第7話 斎藤の縁談
五戸にあった斗南藩庁を田名部に移したのが明治4年(1871年)2月。伴い幼い斗南藩主松平容大公も田名部に移った。そして家名再興後も和歌山藩で謹慎していた松平容保公は斗南藩へ預替えとなり、同年7月、田名部にへやってくることになった。小参事の倉沢や上田七郎らは、容保公を迎えるため田名部に向かい、斎藤も同行した。
「容保公は、新撰組の働きを高く買っておられた。五郎が最後まで会津に留まり、斗南藩のために尽力していることをありがたく思っておいでだ。」
「もったいないお言葉です。」
倉沢の一言で、斎藤は「新選組」と言う言葉をかみしめる。新選組にいた頃、斎藤は多くの人間を斬ってきた。正直、その名前を忘れてしまいたくなることもあったが、自分を形容するときに必ずその名前が出てくることを認めないわけにはいかなかった。
「ところで五郎君、やそと夫婦になる気はないかね。」
「七郎、何ゆえ急にそのようなことを申す。」
驚いた倉沢が上田に尋ねる。やそは上田七郎の家に同居している。
「やそを独り身にさせておくのが気の毒でなぁ。やそは、もともと大身篠田家の娘、五郎君にも悪い話ではなかろう。あんたのことも気に入っているようでな。この話をしたら顔を真っ赤にしておった。」
上田は娘を思う父親のようだった。
「上田殿、せっかくですがその話はお断りします。」
斎藤が表情を変えずに落ち着いて答える。
「何か、問題でもあるのかね。」
「俺には決まった者がおりますゆえ。」
「…綾部君のことかね。あの近藤局長の遠縁の。」
「五郎と綾部君には、京にいる頃からのつながりがある。誰もそれを断ち切ることなどできん。」
倉沢が斎藤の気持ちを代弁する。
「だがなぁ、五郎君。こんなことを言ってはなんだが、綾部君といれば、どうしたって新選組の名が出てきて過去の事件をほじくり返され、あんた自身も罪に問われるのではないか。新選組のことを表沙汰にしないためにも、彼女とは関わらない方がいい。・・・それに五郎君は会津藩士となったのだから、やそとの縁談は箔がつくだろう。」
一介の浪人だった斎藤には、大出世の話であった。
「…しかし、拙者の考えは変わりません。」
「まぁ、五郎もそう急いで結論を出す必要もあるまい。」
倉沢がなだめて話題を変えた。それでも斎藤の心は決まっており、どういわれようとも迷いはなかった。
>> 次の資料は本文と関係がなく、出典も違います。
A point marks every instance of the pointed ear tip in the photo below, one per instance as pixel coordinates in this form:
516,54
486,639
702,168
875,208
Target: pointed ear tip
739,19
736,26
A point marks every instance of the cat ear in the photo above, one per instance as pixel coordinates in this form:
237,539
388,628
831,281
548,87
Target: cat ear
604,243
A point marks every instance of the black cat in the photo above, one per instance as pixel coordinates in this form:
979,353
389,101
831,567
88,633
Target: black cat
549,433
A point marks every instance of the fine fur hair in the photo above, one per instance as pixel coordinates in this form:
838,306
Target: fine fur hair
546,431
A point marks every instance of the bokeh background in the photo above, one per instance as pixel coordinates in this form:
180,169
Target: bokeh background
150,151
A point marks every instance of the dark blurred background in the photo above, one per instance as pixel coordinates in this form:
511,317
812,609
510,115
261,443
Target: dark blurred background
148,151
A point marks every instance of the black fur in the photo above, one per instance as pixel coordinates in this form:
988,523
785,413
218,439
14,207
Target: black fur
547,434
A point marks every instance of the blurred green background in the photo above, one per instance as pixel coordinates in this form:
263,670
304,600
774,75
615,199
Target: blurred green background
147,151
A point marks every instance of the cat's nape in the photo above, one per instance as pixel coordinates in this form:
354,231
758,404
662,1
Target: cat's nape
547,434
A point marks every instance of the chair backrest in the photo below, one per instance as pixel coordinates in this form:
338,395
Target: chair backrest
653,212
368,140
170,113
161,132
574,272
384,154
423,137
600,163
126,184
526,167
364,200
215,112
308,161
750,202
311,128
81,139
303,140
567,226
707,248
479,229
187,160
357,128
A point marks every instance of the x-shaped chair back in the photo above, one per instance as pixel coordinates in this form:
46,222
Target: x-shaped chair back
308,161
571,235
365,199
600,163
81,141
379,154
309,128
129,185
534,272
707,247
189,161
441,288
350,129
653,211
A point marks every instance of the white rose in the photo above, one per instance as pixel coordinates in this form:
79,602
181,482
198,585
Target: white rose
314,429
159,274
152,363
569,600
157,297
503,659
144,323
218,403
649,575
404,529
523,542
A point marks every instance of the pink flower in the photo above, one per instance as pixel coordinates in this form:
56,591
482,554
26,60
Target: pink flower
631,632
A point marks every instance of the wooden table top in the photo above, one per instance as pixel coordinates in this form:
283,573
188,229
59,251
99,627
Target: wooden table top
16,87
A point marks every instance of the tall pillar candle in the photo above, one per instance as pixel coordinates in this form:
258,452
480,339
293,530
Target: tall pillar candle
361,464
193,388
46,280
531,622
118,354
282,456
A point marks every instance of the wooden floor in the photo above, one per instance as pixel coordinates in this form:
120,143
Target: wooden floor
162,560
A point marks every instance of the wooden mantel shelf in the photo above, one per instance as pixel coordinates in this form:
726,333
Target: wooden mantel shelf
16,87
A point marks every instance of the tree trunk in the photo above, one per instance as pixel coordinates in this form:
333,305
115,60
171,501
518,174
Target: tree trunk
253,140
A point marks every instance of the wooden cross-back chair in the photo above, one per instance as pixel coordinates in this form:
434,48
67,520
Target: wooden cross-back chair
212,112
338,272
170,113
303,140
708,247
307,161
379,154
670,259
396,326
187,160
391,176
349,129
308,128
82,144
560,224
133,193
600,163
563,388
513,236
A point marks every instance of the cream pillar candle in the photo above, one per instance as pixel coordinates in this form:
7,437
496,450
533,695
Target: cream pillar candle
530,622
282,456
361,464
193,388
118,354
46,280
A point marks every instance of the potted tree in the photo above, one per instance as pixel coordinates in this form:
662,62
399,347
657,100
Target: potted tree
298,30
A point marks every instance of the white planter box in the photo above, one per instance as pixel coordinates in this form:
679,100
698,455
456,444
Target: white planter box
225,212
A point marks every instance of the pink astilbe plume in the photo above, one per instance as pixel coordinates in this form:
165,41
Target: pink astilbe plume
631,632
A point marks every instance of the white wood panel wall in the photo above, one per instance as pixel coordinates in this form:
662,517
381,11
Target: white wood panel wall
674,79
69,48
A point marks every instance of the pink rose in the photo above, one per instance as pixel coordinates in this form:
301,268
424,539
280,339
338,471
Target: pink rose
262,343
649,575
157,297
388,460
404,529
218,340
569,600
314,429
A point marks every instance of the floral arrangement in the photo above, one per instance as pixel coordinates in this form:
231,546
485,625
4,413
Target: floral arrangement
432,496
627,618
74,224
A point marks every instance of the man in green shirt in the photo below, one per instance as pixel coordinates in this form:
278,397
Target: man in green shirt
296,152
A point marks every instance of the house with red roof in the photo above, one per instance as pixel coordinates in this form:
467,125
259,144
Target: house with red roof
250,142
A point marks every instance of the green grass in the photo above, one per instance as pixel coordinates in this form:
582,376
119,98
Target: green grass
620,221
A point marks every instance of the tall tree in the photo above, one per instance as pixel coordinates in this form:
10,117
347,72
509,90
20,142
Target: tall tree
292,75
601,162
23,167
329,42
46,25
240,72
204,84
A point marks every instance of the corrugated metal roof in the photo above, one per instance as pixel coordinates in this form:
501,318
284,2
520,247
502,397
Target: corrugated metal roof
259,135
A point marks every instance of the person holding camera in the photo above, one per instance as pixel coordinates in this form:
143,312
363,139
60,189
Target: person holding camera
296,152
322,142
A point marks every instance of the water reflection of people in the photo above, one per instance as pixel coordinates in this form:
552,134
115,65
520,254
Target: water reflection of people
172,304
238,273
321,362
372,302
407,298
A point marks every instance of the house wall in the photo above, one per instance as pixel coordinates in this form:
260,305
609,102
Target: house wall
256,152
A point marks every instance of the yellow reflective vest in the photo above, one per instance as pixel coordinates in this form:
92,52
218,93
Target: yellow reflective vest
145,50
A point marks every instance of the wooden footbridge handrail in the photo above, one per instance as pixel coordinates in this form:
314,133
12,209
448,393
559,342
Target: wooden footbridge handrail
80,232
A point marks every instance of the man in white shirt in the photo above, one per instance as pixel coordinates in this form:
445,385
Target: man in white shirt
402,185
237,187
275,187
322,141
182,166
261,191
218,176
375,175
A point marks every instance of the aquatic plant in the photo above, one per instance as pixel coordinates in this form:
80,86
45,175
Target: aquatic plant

斎藤たちが田名部に到着した次の日、円通寺にて旧会津藩士たちは松平容保公に謁見した。斗南藩主である幼い松平容大を横に、容保は旧会津藩士たちにねぎらいの言葉をかけた。やがて、広間に居並ぶ旧藩士たち一人ひとりに話しかけた。後方に隠れるようにいる斎藤と目が合うと、
「今は藤田五郎と申すのだったな。そなたの働きには大変感謝している。最後まで会津のために高久村で戦っていたことは聞いている。」
「もったいないお言葉です。」
「藤田よ、そなたはまだ独り身か。」
「はぁ。」
斎藤は戸惑い素っ頓狂な声を出し、周囲の笑いを誘う。
「妻をめとる気はないのか。」
「大殿、藤田には篠田家の娘を考えております。」
斎藤の隣に座っている上田が口を挟み、やその父が大身の身分であると告げる。
「おぉ篠田内蔵の娘か。それなら申し分なかろう。」
「大殿、せっかくですが拙者はそのような話をお受けできるような立場ではありません。」
斎藤は平伏したまま申し立てる。
「いや、そなたはりっぱな会津藩士であるぞ。」
「しかし、拙者には決めた者がおりますゆえ―」
「ほぉ、どこの女子か。」
「綾部真純という、新撰組のもと隊士です。」
数ヶ月前に一時捕縛された真純のことを知っている者もおり、広間がざわついた。
「綾部…。新撰組に女子の隊士がいるとは聞いたことがあったが―」
容保の側近が、耳元で容保にささやく。
「おぉ直鉄の縁談の相手か。そんなこともあったな。」
原直徹の名前を聞き、一堂はまたざわついた。原直徹は新政府転覆計画の実行するグループにいたが、計画が明るみに出た後捕縛されて打ち首となった。
「藤田、綾部という女子のことはよくわからぬが嫁にするなら会津の娘がいいぞ。いい知らせを待っている。」
そういい残して容保は別の藩士と話し始めた。さすがの斎藤もこの時ばかりは元会津藩主に返す言葉がなかった。